When people asked me which race I was doing yesterday in Duluth, the full or half marathon, competitors and non-competitor alike gave me a look when I told them I was running just the half. It can only be described as a look of reproach. A look that meant, ‘oh, poor you, you must not be tough enough for the whole shebang”. At first I thought I was imagining it, but after a dozen instances, I determined that “the look” was unmistakable. To those that inquired further, I explained that I was running the USA Half Marathon Champs; only then did the look of contempt turn to respect.
One of the things I notice with endurance athletes is that when it comes to racing, longer is often viewed as better.
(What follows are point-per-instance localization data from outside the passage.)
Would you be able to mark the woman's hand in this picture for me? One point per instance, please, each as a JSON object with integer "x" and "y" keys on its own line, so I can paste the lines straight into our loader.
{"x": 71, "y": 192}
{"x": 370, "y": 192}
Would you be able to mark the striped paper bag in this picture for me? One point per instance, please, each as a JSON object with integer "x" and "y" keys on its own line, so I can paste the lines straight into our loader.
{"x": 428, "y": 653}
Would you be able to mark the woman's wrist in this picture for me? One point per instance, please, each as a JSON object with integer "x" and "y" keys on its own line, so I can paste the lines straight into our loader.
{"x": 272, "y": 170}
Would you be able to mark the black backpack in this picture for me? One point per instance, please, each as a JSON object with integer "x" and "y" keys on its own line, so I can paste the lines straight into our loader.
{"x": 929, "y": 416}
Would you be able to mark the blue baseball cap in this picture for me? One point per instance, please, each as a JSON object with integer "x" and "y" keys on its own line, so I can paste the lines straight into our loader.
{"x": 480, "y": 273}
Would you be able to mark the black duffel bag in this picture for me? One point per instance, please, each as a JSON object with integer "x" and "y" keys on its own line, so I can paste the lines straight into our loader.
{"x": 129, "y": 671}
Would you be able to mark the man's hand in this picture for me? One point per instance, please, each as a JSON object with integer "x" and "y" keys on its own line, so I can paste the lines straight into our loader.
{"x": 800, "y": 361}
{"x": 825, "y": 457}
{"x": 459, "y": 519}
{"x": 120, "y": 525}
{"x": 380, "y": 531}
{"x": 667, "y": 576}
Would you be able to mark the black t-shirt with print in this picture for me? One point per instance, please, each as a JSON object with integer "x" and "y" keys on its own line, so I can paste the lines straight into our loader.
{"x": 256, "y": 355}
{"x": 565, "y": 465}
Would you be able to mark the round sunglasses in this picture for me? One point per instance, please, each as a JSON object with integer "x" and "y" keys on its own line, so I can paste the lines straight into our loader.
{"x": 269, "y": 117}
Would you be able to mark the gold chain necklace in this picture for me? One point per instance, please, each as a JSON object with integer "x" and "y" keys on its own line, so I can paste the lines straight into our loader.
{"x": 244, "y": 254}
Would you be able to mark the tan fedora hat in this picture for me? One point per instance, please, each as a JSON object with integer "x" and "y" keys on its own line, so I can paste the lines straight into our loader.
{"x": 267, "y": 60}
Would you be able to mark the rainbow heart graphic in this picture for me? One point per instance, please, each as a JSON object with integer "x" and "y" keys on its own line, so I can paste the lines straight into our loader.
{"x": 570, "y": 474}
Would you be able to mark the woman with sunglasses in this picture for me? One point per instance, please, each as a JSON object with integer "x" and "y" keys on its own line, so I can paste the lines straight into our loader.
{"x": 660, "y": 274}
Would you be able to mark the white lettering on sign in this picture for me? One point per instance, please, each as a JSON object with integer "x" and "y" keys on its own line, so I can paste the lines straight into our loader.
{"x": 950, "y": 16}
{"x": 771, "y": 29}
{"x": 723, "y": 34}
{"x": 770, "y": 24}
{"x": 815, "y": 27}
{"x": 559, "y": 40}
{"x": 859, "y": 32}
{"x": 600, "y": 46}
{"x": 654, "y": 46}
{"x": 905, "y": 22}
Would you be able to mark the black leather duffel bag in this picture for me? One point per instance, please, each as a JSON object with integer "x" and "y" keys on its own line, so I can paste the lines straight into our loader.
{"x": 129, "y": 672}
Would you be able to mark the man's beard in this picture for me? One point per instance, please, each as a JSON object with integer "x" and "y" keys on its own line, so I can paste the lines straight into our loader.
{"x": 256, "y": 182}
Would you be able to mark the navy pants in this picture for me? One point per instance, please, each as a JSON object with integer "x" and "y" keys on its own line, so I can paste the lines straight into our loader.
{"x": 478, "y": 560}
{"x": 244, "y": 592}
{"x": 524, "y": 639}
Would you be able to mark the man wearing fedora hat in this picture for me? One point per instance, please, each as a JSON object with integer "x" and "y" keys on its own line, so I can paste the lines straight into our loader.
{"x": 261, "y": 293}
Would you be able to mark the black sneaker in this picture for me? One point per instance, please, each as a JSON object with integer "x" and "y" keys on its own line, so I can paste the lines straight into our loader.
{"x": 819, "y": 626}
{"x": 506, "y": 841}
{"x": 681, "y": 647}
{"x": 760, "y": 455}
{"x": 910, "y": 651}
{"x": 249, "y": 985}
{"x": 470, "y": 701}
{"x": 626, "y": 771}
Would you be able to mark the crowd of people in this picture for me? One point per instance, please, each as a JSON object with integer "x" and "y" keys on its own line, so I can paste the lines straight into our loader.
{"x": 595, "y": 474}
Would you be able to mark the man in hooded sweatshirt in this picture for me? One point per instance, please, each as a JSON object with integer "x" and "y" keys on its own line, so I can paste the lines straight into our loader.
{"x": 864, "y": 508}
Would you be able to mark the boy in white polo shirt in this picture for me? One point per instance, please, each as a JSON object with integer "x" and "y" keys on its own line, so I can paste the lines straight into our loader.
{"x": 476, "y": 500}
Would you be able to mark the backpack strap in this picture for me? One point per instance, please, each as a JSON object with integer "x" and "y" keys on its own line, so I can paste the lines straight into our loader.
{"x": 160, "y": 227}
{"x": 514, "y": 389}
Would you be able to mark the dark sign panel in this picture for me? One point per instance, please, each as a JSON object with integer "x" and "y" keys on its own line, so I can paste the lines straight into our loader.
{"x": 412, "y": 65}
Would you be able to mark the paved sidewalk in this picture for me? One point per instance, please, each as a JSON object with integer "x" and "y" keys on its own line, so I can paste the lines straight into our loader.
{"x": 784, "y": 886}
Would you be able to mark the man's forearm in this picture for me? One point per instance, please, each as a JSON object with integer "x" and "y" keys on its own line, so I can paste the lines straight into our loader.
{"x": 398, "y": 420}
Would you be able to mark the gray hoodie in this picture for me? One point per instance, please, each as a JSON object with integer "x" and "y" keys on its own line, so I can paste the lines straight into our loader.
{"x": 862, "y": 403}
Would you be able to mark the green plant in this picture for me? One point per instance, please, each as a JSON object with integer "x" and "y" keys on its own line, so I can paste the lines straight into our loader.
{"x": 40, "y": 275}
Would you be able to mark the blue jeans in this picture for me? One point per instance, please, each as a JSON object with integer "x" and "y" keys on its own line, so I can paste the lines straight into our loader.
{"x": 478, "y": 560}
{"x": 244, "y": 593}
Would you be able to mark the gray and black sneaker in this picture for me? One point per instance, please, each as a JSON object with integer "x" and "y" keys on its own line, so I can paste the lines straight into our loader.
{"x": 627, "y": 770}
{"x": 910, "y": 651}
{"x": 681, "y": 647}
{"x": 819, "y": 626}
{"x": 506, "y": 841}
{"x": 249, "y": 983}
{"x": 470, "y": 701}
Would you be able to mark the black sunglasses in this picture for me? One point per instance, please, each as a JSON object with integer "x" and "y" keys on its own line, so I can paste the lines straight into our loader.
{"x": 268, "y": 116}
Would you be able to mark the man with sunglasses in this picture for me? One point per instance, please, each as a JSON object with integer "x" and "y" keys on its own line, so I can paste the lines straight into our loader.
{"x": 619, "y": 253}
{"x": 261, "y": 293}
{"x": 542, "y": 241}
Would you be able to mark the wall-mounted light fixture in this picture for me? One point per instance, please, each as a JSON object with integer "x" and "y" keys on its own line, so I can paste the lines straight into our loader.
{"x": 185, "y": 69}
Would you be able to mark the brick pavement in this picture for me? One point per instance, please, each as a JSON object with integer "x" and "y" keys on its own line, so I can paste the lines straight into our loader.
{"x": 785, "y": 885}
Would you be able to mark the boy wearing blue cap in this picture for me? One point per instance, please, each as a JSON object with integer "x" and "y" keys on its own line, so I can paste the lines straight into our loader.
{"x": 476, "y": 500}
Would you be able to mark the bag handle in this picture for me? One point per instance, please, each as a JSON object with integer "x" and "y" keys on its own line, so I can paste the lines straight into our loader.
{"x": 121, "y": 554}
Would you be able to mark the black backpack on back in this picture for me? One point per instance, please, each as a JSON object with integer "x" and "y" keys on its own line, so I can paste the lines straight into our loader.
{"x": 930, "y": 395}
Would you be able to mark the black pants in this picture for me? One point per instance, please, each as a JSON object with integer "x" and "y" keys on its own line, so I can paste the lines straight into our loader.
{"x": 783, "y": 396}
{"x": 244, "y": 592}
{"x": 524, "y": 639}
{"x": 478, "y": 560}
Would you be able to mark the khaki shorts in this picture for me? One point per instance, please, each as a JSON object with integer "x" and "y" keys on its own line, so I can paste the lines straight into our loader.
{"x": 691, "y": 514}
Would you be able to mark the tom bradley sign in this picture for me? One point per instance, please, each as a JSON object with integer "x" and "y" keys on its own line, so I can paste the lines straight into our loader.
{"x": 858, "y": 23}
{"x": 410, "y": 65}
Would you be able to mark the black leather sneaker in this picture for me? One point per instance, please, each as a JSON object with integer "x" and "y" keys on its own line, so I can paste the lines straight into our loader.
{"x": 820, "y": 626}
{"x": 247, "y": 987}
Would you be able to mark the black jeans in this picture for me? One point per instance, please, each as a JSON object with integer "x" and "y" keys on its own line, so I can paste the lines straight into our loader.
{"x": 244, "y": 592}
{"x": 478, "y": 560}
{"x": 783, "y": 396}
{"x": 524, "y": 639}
People think that going longer will make you tougher, fitter, more esteemed and an overall better athlete. I challenge this way of thinking. While I certainly am a fan of the longer events, I have done countless Ironmans and marathons (I have yet to delve into the ultra-realm), shorter races offer huge advantages in terms of speed, recovery, longevity, and the ability to learn things that can be applied to the longer races.
Here is an example. I am planning on running the Twin Cities Marathon in October. My first goal is to qualify for the 2016 Marathon Olympic Trials, which will require me to run under 2:43.00. My secondary goal is to break 2:40.
Running a marathon at that pace requires not only endurance, but a certain amount of speed and perfect pacing. Historically, I can run within 2:30-3 minutes of my open half marathon time in a marathon. In order to run sub-2:40, that translates to a 1:16.59 open half marathon. When I started the season, my half marathon PB was 1:18.22, much too slow to run under 2:40.
Three weeks ago, I lowered that time to 1:16.45, and yesterday at the USA Half Marathon Championships, I shaved off another 36 seconds running a 1:16.09 (good enough for 24th overall and 2nd masters), putting me in a much better position to achieve a sub 2:40 time.
You may be wondering how I was able to drop 36 seconds so quickly after setting a PR just three weeks earlier. The answer is in pacing and starting the race with a specific strategy.
I carefully analyzed my mile splits from San Diego and determined that my first 4 miles were too erratic and slow compared to the rest of the race. I knew I needed to run those miles faster and come closer to 36 flat for the first 10k in Duluth. You can see from the table below, at the Half champs I ran the first 5k much quicker than in San Diego. The middle miles were at a similar pacing, but then I brought the last 5k home faster.
Miles RnR San Diego Half Champs 1 5:41 5:45 2 5:56 5:48 3 5:49 5:46 4 6:03 5:52 5 5:46 5:50 6 5:49 5:44 7 5:47 5:54 8 5:46 5:51 9 5:55 5:45 10 5:46 5:47 11 5:50 5:43 12 5:33 5:40 13 5:43 5:38 5k 18:16 17:56 10k 36:30 36:12 10 miles 58:49 58:19 Last 5k 17:56 17:50
Closing out my races strong has been an issue for me both in the half and full marathon. I just couldn’t quite hold my pace all the way to the finish line resulting in a noticeable fade in pace. This can be a goal killer in a marathon where the pace can drop off precipitously (at the LA marathon in March my pace slowed 30 seconds/mile on the last 8k!). In the last two half marathons I made closing out the race fast a top priority, even if meant sacrificing some speed in the middle of the race. As you can see from the table, in both races, my last 5k was the fastest of the race.
This in depth and tedious analysis shows that racing shorter distances, whether for running or triathlon, is an important tool for honing pacing and strategies for longer races. I view shorter races as a dress rehearsal for longer races and extrapolate the lessons learned from the shorter races to the longer ones. Screwing up a race plan in a short race has few repercussions; screw up a race plan in a long race and you are, well, screwed. The more practice you have at executing a race plan, the less likely you are to make mistakes.
I did not touch on the nutritional aspects or maintaining bike watts, as those are their own posts. But, the same lessons do apply. Shorter races are a perfect time to hone your nutrition and figure out what works when your body is under extreme duress and what makes you puke. And, learning how to dial in proper wattage in a short race will be beneficial in executing a good bike ride during a long race.